Stop Letting Antigravity Agents Self-Report 'Done' — Completion Contracts and External Verification

An Antigravity agent reporting 'done' when the work was not actually finished is a failure mode I kept hitting. Moving the completion decision out of the agent and into code fixed it. Here is the contract, a three-layer verifier, and how it holds up under unattended, scheduled runs.

Antigravity²³⁴ agent design⁵ completion verification quality assurance³ unattended ops

✦ Premium Article

I asked Antigravity to move a payment module onto a new SDK. It came back with "Done — build and tests pass." The diff did swap in the new SDK calls, and the unit tests were green. But when I ran the production-like integration suite with retries, one timeout path was still catching the old SDK's exception type, so recovery never fired.

The agent did not lie. Its definition of "done" and mine were simply different from the start. This article is about pinning the definition of completion outside the agent — a "completion contract" — and the automated verification that enforces it, with the code I actually run. As an indie developer running several sites in parallel, I lean on agents heavily; in 2026, with scheduled and unattended runs now routine, whether you have this design directly shapes operating cost.

Why "done" drifts structurally

When you let the agent judge completion, three layers quietly blur together: formal completion (files changed, functions added as instructed), functional completion (it behaves as expected at runtime), and intentional completion (the real goal is met and nothing else broke). When the instruction is vague, the agent stops at the fastest reachable point — formal completion. Build passes, tests go green, the prompt's bullet list is filled in, and that becomes the stopping point.

The real problem is that the stopping point lives inside the agent. No matter how capable the model gets, as long as the yardstick is held by the other party, the mismatch is structural. The fix is simple: take the right to declare completion away from the agent so only an external verifier can emit "done." The agent's job becomes "turn the verifier green," and I am the one who writes the verifier.

Fix the completion contract first

For each task I write what counts as done as a machine-readable contract, before starting, in the same commit. This matters: if you write it after the agent produces a diff, the contract inevitably gets loosened to match that diff.
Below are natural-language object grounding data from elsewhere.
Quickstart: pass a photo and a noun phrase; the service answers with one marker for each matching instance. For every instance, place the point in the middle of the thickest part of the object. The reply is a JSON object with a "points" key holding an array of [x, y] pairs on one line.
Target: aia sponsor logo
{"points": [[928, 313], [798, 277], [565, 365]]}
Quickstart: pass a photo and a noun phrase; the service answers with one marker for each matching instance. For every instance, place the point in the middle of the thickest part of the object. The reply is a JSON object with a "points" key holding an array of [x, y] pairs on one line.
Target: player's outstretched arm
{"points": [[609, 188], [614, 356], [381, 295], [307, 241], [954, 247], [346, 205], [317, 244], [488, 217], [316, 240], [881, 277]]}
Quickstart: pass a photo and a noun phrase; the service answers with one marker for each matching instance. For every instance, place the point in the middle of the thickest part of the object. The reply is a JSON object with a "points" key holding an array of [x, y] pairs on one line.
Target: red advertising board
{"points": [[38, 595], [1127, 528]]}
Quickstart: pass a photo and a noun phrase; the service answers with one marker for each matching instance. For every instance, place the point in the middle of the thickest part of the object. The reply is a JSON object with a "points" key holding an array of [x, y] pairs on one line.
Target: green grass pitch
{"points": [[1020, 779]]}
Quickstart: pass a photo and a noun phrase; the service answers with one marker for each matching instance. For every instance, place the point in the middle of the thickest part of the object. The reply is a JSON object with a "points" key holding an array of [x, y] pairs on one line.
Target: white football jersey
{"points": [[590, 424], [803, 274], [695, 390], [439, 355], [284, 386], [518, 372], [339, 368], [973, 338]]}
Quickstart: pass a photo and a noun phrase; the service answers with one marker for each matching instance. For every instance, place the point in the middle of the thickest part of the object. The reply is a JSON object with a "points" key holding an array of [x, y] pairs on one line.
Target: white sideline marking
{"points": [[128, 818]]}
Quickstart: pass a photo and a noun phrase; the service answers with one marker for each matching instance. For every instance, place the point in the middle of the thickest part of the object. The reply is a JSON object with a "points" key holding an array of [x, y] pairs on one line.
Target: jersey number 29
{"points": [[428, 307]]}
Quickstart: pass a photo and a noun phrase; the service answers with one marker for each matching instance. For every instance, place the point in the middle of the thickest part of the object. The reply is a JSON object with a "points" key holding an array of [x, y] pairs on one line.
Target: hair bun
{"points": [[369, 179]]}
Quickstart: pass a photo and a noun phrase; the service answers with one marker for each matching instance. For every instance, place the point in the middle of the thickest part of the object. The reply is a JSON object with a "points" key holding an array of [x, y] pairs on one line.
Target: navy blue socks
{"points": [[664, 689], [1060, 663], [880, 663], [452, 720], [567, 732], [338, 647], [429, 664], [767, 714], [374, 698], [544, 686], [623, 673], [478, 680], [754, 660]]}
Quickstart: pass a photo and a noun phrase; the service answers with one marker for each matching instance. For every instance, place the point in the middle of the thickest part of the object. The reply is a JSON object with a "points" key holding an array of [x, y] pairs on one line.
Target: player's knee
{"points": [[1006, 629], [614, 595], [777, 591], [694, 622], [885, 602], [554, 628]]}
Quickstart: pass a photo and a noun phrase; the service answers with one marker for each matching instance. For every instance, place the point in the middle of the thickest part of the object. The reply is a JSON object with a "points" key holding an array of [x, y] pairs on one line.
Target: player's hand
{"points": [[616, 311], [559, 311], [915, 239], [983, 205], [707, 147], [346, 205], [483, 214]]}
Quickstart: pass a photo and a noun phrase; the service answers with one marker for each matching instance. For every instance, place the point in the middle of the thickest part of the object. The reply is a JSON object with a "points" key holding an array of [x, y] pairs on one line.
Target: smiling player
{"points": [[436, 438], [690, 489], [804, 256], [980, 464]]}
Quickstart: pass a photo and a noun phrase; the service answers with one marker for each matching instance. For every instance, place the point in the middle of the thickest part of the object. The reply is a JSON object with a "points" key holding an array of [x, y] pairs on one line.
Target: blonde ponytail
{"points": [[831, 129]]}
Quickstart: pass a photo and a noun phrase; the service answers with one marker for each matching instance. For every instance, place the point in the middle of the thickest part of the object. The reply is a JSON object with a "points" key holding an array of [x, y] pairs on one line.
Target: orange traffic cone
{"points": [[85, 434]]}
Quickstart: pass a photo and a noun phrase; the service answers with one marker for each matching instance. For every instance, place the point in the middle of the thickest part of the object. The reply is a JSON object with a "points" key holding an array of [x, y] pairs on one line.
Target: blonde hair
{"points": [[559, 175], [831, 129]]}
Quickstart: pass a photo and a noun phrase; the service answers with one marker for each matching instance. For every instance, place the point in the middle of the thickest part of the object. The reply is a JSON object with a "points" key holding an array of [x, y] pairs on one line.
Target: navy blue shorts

# tasks/payment-sdk-migration/contract.yaml
task_id: payment-sdk-migration
# only this file holds the right to declare completion
formal:
  - "pnpm lint"
  - "pnpm tsc --noEmit"
  - "! grep -rn 'legacy-pay' src --include='*.ts'"   # no old SDK name left
functional:
  - "pnpm test src/payment"
  - "pnpm test:contract -- --grep 'timeout-recovery'" # the path that broke, now required
intent:
  questions:
    - id: side_effects
      ask: "Which screens outside payment relied on the old SDK types, and in which file did you confirm it"
    - id: error_paths
      ask: "For timeout, 5xx, and network-drop, which test proves recovery fires"
    - id: untouched
      ask: "Did you change any file you should not have? List all of them"
budget:
  max_files_changed: 18        # over this = possible intent drift, needs review
  forbid_paths: ["infra/", "src/auth/"]  # boundaries the agent must not cross

When I hand the contract to the agent at the top of the task, I nail down the stop condition in one line: "This task is done only when scripts/done_check.py returns exit code 0. Even if build and lint pass mid-way, do not report done until done_check passes. Answer each intent question in tasks/<id>/intent.md, one per question." That single sentence fixes what "done" means.

✦

Thank you for reading this far.

Continue Reading

What follows includes implementation code, benchmarks, and practical content we hope you'll find useful. This site runs without ads — server and development costs are supported entirely by members like you. If it's been helpful, we'd be truly grateful for your support.

WHAT YOU'LL LEARN

✦How to write a machine-readable completion contract that takes the 'done' decision away from the agent, with meaningful exit codes

✦A three-layer verifier (formal, functional, intent) and intent questions that force the agent to write concrete evidence

✦Running completion checks under scheduled and unattended agents: retry limits, diff audits, and quarantine on failure

Secure payment via Stripe · Cancel anytime

✦

Unlock This Article

Get full access to the rest of this article. Buy once, read anytime. This site is ad-free — your support goes directly toward keeping it running.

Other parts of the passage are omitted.